I am trying to understand the benefits of joint genotyping and would be grateful if someone could provide an argument (ideally mathematically) that would clearly demonstrate the benefit of joint vs. single-sample genotyping.
This is what I've gathered from other resources (Biostars, GATK forums, etc.)
- Joint-genotyping helps control FDR because errors from individually genotyped samples are added up, and amplified when merging call-sets (by Heng Li on https://www.biostars.org/p/10926/)
If someone understands this, can you please clarify what is the difference on the overall FDR rate between the two scenarios (again, with an example ideally)
- Greater sensitivity for low-frequency variants - By sharing information across all samples, joint calling makes it possible to “rescue” genotype calls at sites where a carrier has low coverage but other samples within the call set have a confident variant at that location. (from https://software.broadinstitute.org/gatk/documentation/article.php?id=4150)
I don't understand how the presence of a confidently called variant at the same locus in another individual can affect the genotyping of an individual with low coverage.
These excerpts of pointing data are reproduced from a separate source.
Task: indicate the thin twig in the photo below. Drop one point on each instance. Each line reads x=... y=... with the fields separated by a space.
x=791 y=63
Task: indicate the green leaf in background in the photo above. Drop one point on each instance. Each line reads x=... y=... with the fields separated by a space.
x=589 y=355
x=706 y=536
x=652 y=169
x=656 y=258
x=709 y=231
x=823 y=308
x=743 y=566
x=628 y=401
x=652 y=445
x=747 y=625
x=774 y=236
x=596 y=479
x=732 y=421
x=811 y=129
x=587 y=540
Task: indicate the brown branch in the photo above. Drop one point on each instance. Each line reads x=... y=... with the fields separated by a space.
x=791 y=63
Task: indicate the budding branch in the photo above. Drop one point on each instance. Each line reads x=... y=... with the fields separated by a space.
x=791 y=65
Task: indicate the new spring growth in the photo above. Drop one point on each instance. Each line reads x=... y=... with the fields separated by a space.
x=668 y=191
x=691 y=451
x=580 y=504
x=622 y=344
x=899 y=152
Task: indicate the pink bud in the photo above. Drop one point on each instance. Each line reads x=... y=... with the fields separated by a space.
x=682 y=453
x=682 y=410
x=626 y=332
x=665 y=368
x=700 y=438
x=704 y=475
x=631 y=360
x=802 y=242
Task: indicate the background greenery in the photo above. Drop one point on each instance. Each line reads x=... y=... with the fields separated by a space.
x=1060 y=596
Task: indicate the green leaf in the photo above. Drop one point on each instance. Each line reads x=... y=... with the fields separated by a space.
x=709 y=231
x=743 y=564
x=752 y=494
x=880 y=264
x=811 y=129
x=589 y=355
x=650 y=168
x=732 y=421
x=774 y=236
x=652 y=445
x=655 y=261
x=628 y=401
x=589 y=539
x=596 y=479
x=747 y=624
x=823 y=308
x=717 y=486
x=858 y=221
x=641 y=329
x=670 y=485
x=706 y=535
Is there some valid argument that allows one to consider reads from another person as evidence of a particular variant in a third person? What are the assumptions for such an argument? What if that person is from a different population with entirely different allele frequencies for that variant?
Having read several of the papers (or method descriptions) that describe the latest haplotype-aware SNP calling methods (HaplotypeCaller, freebayes, Platypus) the overall framework seems to be:
- Establish a prior on the allele frequency distribution at a site of interest using one (or combination) of: non-informative prior, population genetics model-based prior like Wright Fisher, prior based on established variation patterns like dbSNP, ExAC, or gnomAD.
- Build a list of plausible haplotypes in a region around the locus of interest using local assembly.
- Select haplotype with highest likelihood based on prior and reads data and infer the locus genotype accordingly.
At which point(s) in the above procedure can information between samples be shared or pooled? Should one not trust the AFS from a large-scale resource like gnomAD much more than the distribution obtained from other samples that are nominally party of the same "cohort" but may have little to do with each other because of different ancestry, for example?
I really want to understand the justifications and benefits offered by multi-sample genotyping and would appreciate your insights.